Dosimetric comparison of patient setup strategies in stereotactic body radiation therapy for lung cancer

Med Phys. 2013 May;40(5):051709. doi: 10.1118/1.4801926.

Abstract

Purpose: In this work, the authors retrospectively compared the accumulated dose over the treatment course for stereotactic body radiation therapy (SBRT) of lung cancer for three patient setup strategies.
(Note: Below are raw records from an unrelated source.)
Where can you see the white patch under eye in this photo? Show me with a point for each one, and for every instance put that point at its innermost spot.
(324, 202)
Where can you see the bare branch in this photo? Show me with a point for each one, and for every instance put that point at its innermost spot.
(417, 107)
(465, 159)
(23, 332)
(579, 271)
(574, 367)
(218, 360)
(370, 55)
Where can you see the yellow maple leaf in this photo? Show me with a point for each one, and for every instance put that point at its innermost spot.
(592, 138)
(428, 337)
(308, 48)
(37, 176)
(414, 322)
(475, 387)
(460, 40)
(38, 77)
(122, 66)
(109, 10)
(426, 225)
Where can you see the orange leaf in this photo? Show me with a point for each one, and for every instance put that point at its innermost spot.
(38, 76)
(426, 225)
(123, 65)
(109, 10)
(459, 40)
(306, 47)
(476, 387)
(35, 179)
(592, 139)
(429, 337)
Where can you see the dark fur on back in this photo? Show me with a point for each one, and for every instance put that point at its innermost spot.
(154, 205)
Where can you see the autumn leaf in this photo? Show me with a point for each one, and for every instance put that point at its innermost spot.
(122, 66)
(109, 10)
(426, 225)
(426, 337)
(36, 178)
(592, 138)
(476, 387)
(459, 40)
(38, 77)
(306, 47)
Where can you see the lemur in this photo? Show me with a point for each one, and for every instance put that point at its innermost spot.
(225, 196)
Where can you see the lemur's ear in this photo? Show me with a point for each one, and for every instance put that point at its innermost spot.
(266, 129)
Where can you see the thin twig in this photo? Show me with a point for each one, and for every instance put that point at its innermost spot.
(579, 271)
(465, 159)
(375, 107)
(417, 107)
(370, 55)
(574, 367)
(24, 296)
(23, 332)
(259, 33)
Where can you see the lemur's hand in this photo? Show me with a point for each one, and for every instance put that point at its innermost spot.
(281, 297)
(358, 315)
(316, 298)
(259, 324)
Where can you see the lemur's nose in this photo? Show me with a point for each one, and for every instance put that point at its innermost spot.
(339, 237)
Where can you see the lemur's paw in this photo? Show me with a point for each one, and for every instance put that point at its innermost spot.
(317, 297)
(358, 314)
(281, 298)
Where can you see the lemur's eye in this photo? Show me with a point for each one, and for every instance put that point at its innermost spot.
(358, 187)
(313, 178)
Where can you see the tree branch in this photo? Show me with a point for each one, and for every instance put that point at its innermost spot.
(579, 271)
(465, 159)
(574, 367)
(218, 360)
Methods: Ten patients who underwent lung SBRT were selected for this study. At each fraction, patients were immobilized using a vacuum cushion and were CT scanned. Treatment plans were performed on the simulation CT. The planning target volume (PTV) was created by adding a 5-mm uniform margin to the internal target volume derived from the 4DCT. All plans were normalized such that 99% of the PTV received 60 Gy. The plan parameters were copied onto the daily CT images for dose recalculation under three setup scenarios: skin marker, bony structure, and soft tissue based alignments. The accumulated dose was calculated by summing the dose at each fraction along the trajectory of a voxel over the treatment course through deformable image registration of each CT with the planning CT. The accumulated doses were analyzed for the comparison of setup accuracy.

Results: The tumor volume receiving 60 Gy was 91.7 ± 17.9%, 74.1 ± 39.1%, and 99.6 ± 1.3% for setup using skin marks, bony structures, and soft tissue, respectively. The isodose line covering 100% of the GTV was 55.5 ± 7.1, 42.1 ± 16.0, and 64.3 ± 7.1 Gy, respectively. The corresponding average biologically effective dose of the tumor was 237.3 ± 29.4, 207.4 ± 61.2, and 258.3 ± 17.7 Gy, respectively. The differences in lung biologically effective dose, mean dose, and V20 between the setup scenarios were insignificant.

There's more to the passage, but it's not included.